Liam Neeson: Liam and the Force


https://lebeauleblog.com/2021/02/18/liam-neeson-liam-and-the-force/

I think most of us today would consider Liam Neeson a movie star. He had all those late-career action movies after Taken. When he was cast as Jedi master Qui-Gon Jinn in Star Wars: Episode One: The Phantom Menace, Neeson was a household name. But he wasn’t exactly a movie star. He was best known for his Oscar nominated performance in Schindler’s List, but his follow-ups had trouble connecting with audiences.

At the time of this cover story for the May 1999 issue of Movieline magazine, expectations for the Star Wars prequel were sky high. Neeson himself makes some bold predictions about fan reaction which were ultimately proven wrong.

Coming from a Catholic minority in Protestant Ballymena in Northern Ireland, Liam Neeson never dreamed of becoming an actor. As a teenager he was interested in boxing, and won his weight class for three years running until he got punched silly in a fight when he was 15. School was always a serious matter for him, but after spending one year at a university and two at a teacher’s college, he got caught copying someone’s paper and wound up rethinking what he might do for the rest of his life. Luckily, he found an interest in the theater. In 1976 he joined the Lyric Players Theatre in Belfast and, two years later, the Abbey Theatre in Dublin.

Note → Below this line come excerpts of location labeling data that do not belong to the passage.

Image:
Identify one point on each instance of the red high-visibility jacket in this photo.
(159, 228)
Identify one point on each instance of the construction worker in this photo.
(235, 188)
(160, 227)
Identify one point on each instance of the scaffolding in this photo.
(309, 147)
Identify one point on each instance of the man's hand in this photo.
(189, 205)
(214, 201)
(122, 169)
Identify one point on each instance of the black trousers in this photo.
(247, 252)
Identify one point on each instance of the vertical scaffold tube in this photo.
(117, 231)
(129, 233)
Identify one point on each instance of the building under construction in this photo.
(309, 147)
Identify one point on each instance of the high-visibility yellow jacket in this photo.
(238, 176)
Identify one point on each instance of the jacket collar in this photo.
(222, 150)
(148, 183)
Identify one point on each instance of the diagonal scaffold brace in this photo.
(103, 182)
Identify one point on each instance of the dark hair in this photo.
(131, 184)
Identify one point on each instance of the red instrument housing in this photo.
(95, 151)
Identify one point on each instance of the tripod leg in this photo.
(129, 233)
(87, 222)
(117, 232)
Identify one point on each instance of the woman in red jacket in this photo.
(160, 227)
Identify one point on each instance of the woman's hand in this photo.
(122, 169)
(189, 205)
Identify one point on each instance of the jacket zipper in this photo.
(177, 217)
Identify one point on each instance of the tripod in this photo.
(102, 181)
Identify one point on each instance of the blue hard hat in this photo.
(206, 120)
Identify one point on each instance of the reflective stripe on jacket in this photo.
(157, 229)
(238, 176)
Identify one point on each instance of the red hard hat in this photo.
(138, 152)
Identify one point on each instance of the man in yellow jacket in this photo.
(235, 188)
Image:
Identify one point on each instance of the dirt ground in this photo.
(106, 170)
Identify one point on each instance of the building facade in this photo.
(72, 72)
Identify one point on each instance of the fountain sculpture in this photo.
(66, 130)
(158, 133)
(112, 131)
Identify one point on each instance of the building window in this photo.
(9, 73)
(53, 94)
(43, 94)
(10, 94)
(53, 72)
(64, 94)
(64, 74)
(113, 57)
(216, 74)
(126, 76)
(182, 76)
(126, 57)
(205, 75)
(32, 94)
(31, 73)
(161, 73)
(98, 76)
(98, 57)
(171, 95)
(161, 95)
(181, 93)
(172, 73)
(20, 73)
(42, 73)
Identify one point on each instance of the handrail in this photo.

Neeson’s film career began when director John Boorman cast him in Excalibur. The films that followed include Dino De Laurentiis’s version of The Bounty (with Mel Gibson and Daniel Day-Lewis), Andrei Konchalovsky’s Duet for One (with Julie Andrews), Roland Joffe’s The Mission (with Robert De Niro and Jeremy Irons), Peter Yates’s Suspect (with Cher), Leonard Nimoy’s The Good Mother (with Diane Keaton), Sam Raimi’s Darkman (with Frances McDormand) and Woody Allen’s Husbands and Wives (with Judy Davis). Some of these films were anticipated “breakthroughs” for Neeson, but high expectations for his rise to superstardom kept falling short.

Then Steven Spielberg tapped him to star in Schindler’s List, and he successfully handled a difficult performance, captured the hearts of millions of people and won an Oscar nomination. Schindler’s List was a hard act to follow–Nell, Rob Roy, Michael Collins and Les Miserables were all worthy efforts that proved commercially disappointing–but being cast as one of the main characters in George Lucas’s Star Wars Episode I: The Phantom Menace will be an even harder act to follow. The two films that have that job are The Haunting of Hill House, due out this summer, and Gun Shy, an independent film produced by and costarring Sandra Bullock.

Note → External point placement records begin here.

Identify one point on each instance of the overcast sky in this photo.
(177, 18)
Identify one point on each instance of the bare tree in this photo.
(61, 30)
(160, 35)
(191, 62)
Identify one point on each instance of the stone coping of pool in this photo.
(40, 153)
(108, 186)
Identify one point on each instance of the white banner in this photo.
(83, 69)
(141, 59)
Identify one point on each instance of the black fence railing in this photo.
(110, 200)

When I meet Liam Neeson, he’s clean-shaven with short hair, looking more like Michael Collins than the shaggy Qui-Gon Jinn, the master Jedi knight he plays in The Phantom Menace. We find a table, order some red wine, and Neeson checks his watch with two dials, one always set at New York time, where he lives with his wife, Natasha Richardson, and their two toddler sons. “Oh God,” he says, “look at the time. I forgot to call the children.” He asks a waitress for a portable phone, and, hunching over the phone to achieve some degree of intimacy, he talks to his boys gently, tells them he loves them, then says good night to his wife. “All right,” he smiles, handing the phone back, “now we can start.”